Strona:Józef Ignacy Kraszewski - Jasełka Cz.2.djvu/376

Ta strona została uwierzytelniona.

368
WYBÓR PISM J. I. KRASZEWSKIEGO.

Porciakiewicz począł ruszać ramionami.
— A pan Paweł co na to?
Siermięzki milczał.
— A! a! żeby to tamta! rzekł po zastanowieniu; żeby to tamta! Widziałem i tę. Tamta była czystym aniołkiem.
— Cóż kiedy mu nie sądzono, przerwał Radwanowicz, który nierad milczał; a jak Bóg nie sądzi, darmo roić: zkąd rój pszczół i ul, symbol republikański, i Stany Zjednoczone, i Washington, i Lafayette, i Ludwik Filip, aż do naszych czasów.
— Ten zawsze swoje!
— Zawsze cudze! odparł Radwanowicz; owszem, zawsze cudze. Trzeba się iść nacieszyć biblioteką tymczasem, dodał: bo nuż ją każą układać! Kłaniam! i wyszedł.
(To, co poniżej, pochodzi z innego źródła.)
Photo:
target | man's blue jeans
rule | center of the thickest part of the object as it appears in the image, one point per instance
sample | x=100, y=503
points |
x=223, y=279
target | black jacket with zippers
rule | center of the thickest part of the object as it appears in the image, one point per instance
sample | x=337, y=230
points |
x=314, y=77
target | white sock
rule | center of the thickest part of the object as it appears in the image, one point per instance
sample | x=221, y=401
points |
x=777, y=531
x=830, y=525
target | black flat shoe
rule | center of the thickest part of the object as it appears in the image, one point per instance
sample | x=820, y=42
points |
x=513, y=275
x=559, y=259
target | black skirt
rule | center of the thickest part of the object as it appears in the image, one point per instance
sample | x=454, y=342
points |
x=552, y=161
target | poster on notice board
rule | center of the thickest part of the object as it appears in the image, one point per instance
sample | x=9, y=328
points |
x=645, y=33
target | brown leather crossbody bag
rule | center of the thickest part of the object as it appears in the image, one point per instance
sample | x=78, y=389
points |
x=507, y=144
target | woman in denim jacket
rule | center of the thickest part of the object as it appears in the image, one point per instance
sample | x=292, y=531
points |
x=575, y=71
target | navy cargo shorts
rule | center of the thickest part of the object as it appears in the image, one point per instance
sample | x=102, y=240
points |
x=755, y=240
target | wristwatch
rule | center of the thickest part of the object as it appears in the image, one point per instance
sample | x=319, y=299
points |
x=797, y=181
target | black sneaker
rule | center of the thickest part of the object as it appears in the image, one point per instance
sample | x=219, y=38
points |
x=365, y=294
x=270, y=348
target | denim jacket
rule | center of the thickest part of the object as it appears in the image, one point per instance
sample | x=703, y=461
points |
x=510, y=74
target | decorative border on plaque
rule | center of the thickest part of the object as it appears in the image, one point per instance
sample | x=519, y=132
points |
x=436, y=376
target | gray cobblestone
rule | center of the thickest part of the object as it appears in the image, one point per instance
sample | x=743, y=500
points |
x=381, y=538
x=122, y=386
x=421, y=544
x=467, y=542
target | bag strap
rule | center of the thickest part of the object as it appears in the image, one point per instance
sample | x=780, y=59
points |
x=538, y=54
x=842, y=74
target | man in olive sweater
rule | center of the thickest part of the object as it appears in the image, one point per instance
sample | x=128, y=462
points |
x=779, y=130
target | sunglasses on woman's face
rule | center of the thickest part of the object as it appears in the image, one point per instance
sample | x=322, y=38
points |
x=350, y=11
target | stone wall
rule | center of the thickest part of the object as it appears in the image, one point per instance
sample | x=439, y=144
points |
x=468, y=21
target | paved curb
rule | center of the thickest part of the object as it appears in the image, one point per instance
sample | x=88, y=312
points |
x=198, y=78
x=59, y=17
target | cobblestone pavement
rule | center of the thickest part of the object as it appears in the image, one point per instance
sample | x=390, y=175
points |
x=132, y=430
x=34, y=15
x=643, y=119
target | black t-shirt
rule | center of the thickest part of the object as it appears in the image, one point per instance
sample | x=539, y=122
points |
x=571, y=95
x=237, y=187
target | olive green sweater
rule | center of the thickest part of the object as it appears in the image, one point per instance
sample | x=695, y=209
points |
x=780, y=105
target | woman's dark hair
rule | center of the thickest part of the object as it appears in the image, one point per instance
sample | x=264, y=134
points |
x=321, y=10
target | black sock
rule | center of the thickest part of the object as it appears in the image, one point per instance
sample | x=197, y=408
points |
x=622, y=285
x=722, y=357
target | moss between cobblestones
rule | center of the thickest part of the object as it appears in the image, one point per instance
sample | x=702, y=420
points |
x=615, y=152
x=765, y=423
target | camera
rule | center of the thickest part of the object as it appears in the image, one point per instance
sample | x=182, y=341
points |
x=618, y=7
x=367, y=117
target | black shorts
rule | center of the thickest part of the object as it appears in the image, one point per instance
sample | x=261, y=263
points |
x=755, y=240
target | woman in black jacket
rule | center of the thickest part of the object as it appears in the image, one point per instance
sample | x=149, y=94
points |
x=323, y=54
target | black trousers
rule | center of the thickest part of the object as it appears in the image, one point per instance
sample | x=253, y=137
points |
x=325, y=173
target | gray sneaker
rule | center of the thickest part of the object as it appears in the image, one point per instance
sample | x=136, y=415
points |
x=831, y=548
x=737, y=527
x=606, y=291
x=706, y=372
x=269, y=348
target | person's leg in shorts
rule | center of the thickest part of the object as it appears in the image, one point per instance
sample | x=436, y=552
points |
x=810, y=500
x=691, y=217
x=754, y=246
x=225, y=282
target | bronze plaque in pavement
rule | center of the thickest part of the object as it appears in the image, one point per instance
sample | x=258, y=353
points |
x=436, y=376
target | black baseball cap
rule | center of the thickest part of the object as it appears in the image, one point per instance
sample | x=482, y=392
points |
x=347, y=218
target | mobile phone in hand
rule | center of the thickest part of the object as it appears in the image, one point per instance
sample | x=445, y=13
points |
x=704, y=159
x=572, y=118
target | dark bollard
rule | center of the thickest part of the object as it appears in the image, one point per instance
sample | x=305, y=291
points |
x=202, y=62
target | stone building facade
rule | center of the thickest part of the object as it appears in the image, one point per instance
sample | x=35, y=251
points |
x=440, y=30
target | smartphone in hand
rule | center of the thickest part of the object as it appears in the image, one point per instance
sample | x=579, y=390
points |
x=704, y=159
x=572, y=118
Nie bez pewnéj przyczyny zaląkł się o swoją bibliotekę Radwanowicz; gdyż cały dom zaraz zaczęto przystrajać, ubierać, przerabiać dla wielkiego owego gościa. Obstał wszakże ex-professor przy bibliotece, piersią ją swoją zasłaniając od nowych reform i mniemanego porządku, a nawet od ścierania pyłu, który częstokroć był mu użyteczną wskazówką, kędy ręce jego chodzić przywykły i myśl biegała jak myszka.
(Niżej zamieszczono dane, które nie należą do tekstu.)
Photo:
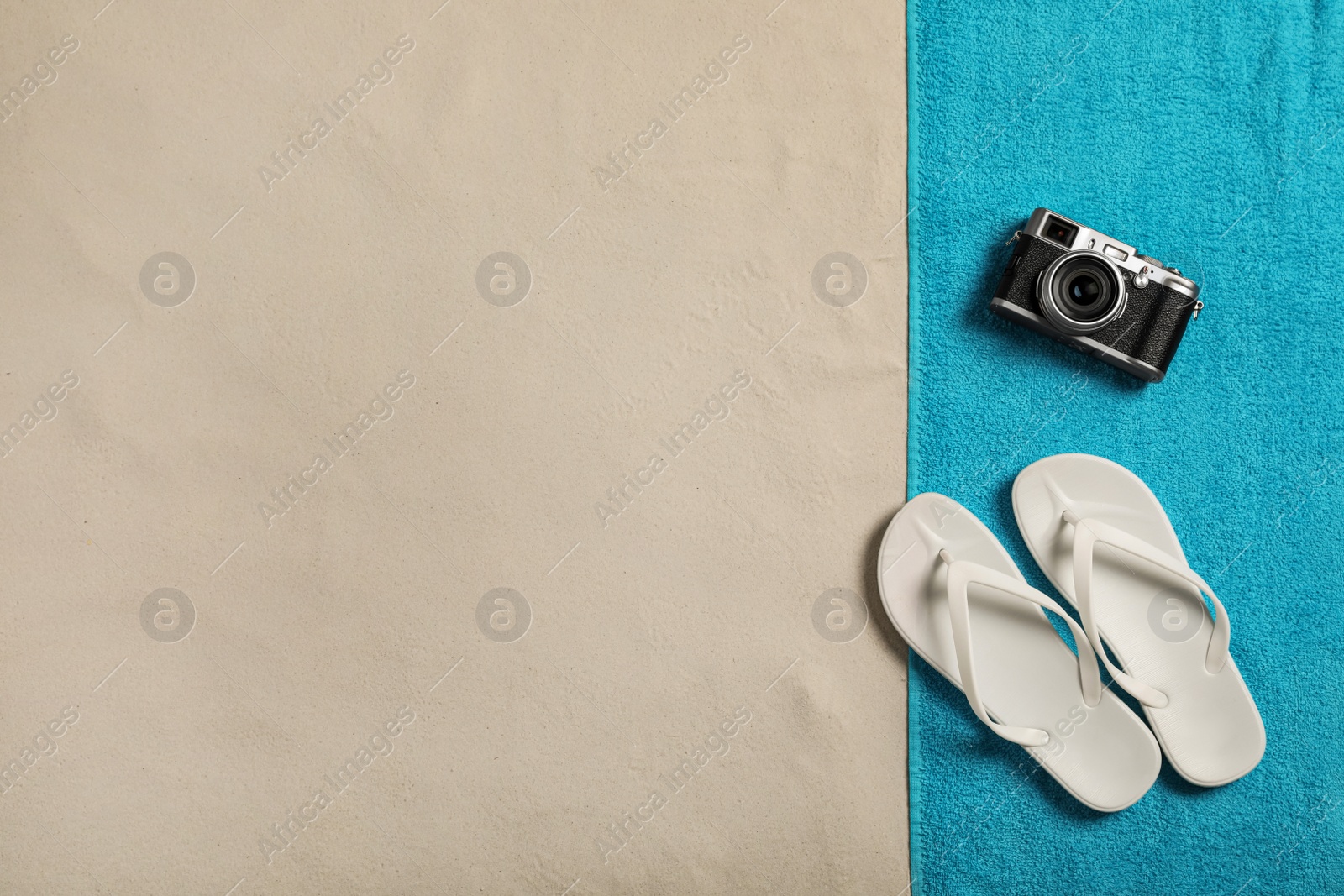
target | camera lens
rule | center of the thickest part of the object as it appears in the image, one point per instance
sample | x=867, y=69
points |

Paweł przeciwnie, ogromnie się krzątać zaczął, zapominając starości i braku sił; ale zadyszany i zakaszlany, musiał wkrótce ustąpić i wyrzec się czynnego w przyborach udziału. Nie mówimy już o p. Izabelli, która ochoczo i wesoło słała to gniazdko, sama nad niém mając czuwać, i wymyślała jak je uczynić większém i wygodniejszém dla ptasząt swoich, jak je ocienić i najmocniejszą pod nie wybrać drzewa gałązkę.